The Big Falcon Ship (BFS), which rides at the tip of the 118-meter long BFR like a giant hood ornament, is designed to hold up to 100 people and 1100 cubic meters of cargo. However, during Maezawa's trip, it will only carry a minimal crew to make weight space for extra food, water, and parts in case the mission goes sideways in mid-flight. Details on technical details like the life support, navigation and safety measures remained scarce following the press event.
With a fuel refill from an orbital tanker ship, the BFR should be able to tote 100 tons of supplies all the way to the surface of Mars thanks to its array of 31 Raptor engines and their combined 5,400 tons of thrust.

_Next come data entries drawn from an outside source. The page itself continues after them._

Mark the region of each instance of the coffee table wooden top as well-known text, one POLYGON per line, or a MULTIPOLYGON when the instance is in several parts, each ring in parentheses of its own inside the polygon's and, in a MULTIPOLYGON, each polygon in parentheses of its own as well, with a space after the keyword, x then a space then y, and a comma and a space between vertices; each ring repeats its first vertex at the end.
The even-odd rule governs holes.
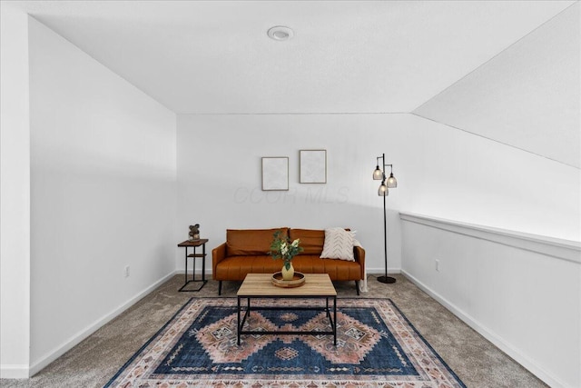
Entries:
POLYGON ((300 287, 284 288, 272 284, 272 274, 248 274, 238 290, 238 296, 337 296, 328 274, 305 274, 300 287))

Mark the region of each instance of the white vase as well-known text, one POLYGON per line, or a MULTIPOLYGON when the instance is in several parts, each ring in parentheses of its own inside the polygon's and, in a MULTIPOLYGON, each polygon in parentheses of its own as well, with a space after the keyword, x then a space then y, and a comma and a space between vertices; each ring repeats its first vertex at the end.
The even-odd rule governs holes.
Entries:
POLYGON ((281 270, 281 274, 282 274, 282 280, 292 280, 294 277, 294 268, 292 267, 292 263, 290 263, 290 266, 287 270, 286 265, 282 265, 282 269, 281 270))

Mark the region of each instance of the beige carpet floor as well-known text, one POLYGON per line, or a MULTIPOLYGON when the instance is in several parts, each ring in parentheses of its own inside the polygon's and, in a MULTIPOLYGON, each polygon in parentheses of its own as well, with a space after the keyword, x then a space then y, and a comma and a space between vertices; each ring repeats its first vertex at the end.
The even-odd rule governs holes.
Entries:
MULTIPOLYGON (((468 387, 546 387, 402 275, 393 284, 369 278, 361 297, 390 298, 468 387)), ((210 281, 200 293, 178 293, 176 275, 27 380, 0 380, 4 387, 102 387, 191 297, 218 295, 210 281)), ((192 285, 192 284, 191 284, 192 285)), ((222 296, 240 284, 224 282, 222 296)), ((354 284, 337 283, 339 297, 357 297, 354 284)))

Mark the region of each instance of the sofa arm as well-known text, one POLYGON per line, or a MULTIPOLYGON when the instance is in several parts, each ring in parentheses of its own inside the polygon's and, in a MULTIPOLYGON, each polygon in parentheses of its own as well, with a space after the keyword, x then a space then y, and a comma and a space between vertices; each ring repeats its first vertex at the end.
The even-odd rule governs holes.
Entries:
POLYGON ((212 250, 212 277, 216 280, 216 265, 226 258, 226 243, 212 250))
POLYGON ((359 263, 361 267, 361 279, 365 280, 365 249, 360 246, 354 246, 353 255, 355 257, 355 261, 359 263))

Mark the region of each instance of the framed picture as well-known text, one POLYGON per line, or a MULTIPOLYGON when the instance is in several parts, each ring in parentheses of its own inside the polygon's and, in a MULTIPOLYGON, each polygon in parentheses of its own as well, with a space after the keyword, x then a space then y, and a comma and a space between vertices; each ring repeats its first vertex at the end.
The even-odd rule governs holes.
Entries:
POLYGON ((289 158, 262 158, 262 190, 289 190, 289 158))
POLYGON ((327 150, 300 150, 300 183, 327 183, 327 150))

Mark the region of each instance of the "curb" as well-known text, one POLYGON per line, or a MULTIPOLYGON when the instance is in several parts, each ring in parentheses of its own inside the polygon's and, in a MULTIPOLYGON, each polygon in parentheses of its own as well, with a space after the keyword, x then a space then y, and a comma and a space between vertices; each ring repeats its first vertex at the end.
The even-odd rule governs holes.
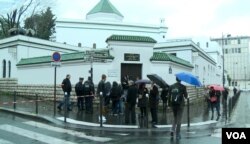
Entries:
MULTIPOLYGON (((70 129, 88 129, 88 130, 100 130, 100 131, 113 131, 113 132, 166 132, 166 135, 170 133, 170 127, 171 125, 156 125, 156 128, 139 128, 139 126, 136 125, 110 125, 110 124, 103 124, 103 127, 100 127, 100 124, 97 123, 89 123, 84 121, 76 121, 70 118, 67 118, 67 122, 65 123, 64 117, 59 118, 53 118, 48 116, 42 116, 38 114, 33 114, 29 112, 23 112, 13 109, 7 109, 0 107, 0 111, 8 112, 12 114, 16 114, 19 116, 24 116, 27 118, 32 118, 37 121, 42 121, 46 123, 52 123, 55 125, 58 125, 60 127, 66 127, 70 129)), ((188 138, 197 137, 197 134, 195 131, 197 130, 209 130, 211 129, 211 125, 216 124, 217 121, 207 121, 207 122, 201 122, 201 123, 191 123, 190 127, 187 127, 187 124, 182 124, 183 132, 185 133, 185 130, 188 135, 188 138), (192 128, 191 128, 192 126, 192 128), (201 126, 206 126, 206 128, 201 128, 201 126)), ((198 134, 199 137, 202 136, 208 136, 211 135, 211 132, 198 134)))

What's more, if SpaceX manages to get to the Red Planet and then set up a fuel storage system there, ships will eventually be able to "rock hop" across the inner planets, potentially all the way out to the edges of the solar system, Musk explained.
The BFR is expected to be ready for ground testing at some point in 2019. Musk believes the first uncrewed BFR flight to Mars will take place as early as 2022 while crewed flights should start two years after that. "I can't wait," Musk quipped. "I'm super fired up about this. This is amazing."